Non-equilibrium ion transport in a hybrid battery material

Hybrid materials, which combine inorganic and molecular components, often exhibit structural flexibility that enables unusual functional responses.  Among them, Prussian Blue Analogues (PBAs) are a promising class for post-lithium battery technologies.

In the paper 'Nonequilibrium ion transport in a hybrid battery material' published in Science Advances, the authors demonstrate that non-equilibrium transformation processes govern the charge-storage mechanism of a PBA electrode, K₂Mn[Fe(CN)₆].  Ostensibly, this behaviour mirrors that observed in high-rate cycling of conventional cathodes (such as LiFePo₄), yet arose during the research behind this paper for fundamentally different reasons: namely, low-elastic moduli and co-operative distortions inherent to the hybrid framework.

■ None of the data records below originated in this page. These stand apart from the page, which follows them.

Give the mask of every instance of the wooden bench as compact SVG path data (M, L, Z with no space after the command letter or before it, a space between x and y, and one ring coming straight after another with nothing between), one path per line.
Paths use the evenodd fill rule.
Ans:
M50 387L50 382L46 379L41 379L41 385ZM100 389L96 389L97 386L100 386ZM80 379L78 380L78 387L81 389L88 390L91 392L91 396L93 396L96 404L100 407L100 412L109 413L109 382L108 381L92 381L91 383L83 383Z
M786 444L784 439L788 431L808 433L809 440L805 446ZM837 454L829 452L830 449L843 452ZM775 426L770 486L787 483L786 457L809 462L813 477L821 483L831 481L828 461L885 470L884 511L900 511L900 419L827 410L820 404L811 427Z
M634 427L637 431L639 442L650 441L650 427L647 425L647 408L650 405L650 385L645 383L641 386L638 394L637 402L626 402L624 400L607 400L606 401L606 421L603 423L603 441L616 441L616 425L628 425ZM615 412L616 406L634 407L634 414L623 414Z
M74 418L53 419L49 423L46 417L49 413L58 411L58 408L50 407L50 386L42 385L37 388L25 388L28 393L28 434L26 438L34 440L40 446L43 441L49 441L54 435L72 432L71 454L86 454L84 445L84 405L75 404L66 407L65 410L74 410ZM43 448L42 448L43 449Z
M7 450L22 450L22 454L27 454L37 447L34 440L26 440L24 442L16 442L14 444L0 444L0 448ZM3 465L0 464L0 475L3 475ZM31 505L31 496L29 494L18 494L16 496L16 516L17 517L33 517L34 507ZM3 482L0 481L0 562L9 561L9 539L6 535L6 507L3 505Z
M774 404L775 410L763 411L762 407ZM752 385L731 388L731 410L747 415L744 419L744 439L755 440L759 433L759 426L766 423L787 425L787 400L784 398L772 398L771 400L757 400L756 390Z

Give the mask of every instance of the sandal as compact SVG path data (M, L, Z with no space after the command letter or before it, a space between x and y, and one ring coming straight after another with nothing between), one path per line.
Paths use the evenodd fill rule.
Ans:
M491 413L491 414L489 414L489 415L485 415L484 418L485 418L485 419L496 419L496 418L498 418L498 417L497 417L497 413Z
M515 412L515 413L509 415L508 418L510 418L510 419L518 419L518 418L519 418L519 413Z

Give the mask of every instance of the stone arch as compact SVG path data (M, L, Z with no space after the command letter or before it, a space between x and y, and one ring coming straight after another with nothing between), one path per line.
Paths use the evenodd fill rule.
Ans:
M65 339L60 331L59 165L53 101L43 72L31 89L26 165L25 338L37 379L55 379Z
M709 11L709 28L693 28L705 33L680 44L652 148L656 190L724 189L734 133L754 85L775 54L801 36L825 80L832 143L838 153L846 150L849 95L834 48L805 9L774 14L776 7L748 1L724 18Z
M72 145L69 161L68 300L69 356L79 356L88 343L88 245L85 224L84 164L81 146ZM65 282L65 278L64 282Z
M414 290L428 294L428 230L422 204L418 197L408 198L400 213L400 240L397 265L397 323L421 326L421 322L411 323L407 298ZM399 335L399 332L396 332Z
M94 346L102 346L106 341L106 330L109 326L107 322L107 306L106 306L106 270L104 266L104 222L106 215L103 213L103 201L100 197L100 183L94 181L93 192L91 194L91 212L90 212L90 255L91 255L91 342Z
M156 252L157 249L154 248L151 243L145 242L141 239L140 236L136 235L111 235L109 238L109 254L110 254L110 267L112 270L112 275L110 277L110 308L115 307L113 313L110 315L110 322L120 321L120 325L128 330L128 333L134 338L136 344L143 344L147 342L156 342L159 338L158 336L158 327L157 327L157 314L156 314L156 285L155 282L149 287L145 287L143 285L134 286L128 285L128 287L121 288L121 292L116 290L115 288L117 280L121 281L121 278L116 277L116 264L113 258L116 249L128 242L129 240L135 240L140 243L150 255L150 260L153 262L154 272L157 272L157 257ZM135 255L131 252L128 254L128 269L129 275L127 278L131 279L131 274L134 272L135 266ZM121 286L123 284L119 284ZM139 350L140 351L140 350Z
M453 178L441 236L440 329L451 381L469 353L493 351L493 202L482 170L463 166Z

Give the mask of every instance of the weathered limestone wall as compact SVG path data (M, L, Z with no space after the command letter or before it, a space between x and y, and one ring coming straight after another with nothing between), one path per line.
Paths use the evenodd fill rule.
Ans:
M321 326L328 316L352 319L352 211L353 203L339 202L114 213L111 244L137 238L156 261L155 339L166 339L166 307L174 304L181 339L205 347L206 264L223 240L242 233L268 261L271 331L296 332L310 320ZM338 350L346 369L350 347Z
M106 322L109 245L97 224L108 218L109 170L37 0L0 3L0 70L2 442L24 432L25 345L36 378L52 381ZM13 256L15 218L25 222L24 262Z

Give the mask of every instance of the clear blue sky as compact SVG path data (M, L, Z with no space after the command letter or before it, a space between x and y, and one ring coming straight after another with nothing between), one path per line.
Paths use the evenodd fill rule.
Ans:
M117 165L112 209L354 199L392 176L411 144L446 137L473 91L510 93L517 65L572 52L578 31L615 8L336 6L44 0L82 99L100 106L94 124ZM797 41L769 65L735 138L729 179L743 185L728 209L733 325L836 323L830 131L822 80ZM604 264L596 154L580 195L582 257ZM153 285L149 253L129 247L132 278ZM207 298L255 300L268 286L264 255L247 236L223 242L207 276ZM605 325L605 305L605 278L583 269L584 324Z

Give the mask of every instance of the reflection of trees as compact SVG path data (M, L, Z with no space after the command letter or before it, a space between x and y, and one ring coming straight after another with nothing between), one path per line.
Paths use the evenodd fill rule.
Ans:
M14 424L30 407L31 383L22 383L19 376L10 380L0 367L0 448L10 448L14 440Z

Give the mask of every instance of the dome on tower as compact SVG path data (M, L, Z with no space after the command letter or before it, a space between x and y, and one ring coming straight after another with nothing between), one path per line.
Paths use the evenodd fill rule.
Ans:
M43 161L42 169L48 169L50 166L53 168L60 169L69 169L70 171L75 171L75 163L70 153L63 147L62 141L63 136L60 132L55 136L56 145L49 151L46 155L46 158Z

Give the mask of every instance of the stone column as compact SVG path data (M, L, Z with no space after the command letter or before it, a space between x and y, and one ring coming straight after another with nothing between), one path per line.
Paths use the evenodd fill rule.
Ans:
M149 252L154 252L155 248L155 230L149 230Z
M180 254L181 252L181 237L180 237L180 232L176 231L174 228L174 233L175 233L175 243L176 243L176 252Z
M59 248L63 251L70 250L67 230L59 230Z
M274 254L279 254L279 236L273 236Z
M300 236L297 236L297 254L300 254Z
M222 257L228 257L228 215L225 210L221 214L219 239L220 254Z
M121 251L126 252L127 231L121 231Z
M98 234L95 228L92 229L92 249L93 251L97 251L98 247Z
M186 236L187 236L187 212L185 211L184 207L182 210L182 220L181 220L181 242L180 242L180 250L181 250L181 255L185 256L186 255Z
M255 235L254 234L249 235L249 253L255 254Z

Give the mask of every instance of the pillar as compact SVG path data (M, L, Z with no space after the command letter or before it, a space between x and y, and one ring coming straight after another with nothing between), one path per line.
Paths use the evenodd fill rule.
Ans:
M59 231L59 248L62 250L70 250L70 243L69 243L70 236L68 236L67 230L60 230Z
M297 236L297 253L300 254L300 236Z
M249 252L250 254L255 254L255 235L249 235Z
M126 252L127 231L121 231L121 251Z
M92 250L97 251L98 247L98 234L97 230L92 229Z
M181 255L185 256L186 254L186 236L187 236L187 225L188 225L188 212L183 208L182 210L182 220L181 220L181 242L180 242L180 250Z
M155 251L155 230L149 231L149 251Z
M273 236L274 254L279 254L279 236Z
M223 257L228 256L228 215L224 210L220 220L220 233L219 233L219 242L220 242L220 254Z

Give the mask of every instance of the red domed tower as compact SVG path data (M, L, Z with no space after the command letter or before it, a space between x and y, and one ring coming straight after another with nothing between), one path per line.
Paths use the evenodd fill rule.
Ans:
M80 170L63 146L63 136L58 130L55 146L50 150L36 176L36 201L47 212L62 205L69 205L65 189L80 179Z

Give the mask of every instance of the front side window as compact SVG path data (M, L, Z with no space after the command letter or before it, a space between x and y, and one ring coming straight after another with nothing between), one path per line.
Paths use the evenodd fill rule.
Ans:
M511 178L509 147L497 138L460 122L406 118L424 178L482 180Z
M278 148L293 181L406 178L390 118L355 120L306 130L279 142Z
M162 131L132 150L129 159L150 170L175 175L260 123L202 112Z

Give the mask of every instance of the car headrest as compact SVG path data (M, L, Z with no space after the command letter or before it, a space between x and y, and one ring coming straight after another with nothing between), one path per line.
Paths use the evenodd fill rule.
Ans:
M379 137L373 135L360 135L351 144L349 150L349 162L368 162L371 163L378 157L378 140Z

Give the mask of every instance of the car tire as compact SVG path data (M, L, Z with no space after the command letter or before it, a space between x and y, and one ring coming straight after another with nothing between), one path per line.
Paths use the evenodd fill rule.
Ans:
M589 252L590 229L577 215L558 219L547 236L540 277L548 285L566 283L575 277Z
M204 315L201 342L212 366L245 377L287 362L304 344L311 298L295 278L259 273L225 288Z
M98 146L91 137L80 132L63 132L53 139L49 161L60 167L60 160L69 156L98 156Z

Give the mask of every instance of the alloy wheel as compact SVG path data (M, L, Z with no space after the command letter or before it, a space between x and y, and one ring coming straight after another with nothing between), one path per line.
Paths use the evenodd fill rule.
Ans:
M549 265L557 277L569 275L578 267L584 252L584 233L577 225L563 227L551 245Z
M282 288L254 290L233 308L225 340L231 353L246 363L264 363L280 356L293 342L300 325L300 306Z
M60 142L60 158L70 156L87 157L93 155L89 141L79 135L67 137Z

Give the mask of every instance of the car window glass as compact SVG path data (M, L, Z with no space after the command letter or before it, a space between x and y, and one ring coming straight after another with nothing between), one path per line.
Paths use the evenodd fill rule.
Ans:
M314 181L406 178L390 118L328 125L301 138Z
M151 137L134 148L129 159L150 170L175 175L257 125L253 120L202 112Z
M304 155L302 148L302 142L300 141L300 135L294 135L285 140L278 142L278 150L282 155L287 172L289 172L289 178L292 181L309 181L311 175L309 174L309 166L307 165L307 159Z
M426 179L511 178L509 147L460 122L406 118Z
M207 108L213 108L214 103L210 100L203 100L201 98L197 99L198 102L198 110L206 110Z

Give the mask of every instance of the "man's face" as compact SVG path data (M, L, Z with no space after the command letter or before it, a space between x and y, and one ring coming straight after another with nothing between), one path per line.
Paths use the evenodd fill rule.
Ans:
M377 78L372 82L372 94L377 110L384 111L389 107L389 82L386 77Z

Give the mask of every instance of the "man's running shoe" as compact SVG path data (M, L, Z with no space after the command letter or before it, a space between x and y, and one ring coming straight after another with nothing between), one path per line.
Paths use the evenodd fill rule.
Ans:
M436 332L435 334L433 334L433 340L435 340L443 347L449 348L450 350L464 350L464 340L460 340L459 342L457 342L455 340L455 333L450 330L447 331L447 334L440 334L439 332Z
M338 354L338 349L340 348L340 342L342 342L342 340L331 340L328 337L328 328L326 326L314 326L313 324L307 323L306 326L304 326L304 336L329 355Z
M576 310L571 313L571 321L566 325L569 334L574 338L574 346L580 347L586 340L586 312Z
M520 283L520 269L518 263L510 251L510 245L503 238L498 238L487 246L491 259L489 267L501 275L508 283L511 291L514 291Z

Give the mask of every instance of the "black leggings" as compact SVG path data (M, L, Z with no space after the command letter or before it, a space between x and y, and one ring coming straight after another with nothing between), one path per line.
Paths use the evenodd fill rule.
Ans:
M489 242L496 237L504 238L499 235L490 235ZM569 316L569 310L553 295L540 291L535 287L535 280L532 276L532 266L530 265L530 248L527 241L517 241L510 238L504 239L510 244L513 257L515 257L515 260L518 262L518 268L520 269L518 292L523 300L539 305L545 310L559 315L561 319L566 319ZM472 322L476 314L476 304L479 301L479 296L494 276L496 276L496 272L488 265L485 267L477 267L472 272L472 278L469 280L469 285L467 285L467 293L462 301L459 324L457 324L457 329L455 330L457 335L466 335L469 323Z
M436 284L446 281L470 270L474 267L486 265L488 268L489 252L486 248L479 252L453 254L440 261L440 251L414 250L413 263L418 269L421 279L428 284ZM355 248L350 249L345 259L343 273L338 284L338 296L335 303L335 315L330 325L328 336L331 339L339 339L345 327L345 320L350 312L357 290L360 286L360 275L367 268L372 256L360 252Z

Using operando x-ray absorption spectroscopy with Metropolis matrix factorisation and x-ray diffraction, the authors were able to demonstrate that framework flexibility limits transport kinetics and promotes collective, metastable, pathways.  The results not only highlight various directions for PBA cathode optimisation, but also suggest a broader relevance of non-equilibrium mechanisms for mass transport in hybrid materials beyond PBAs alone.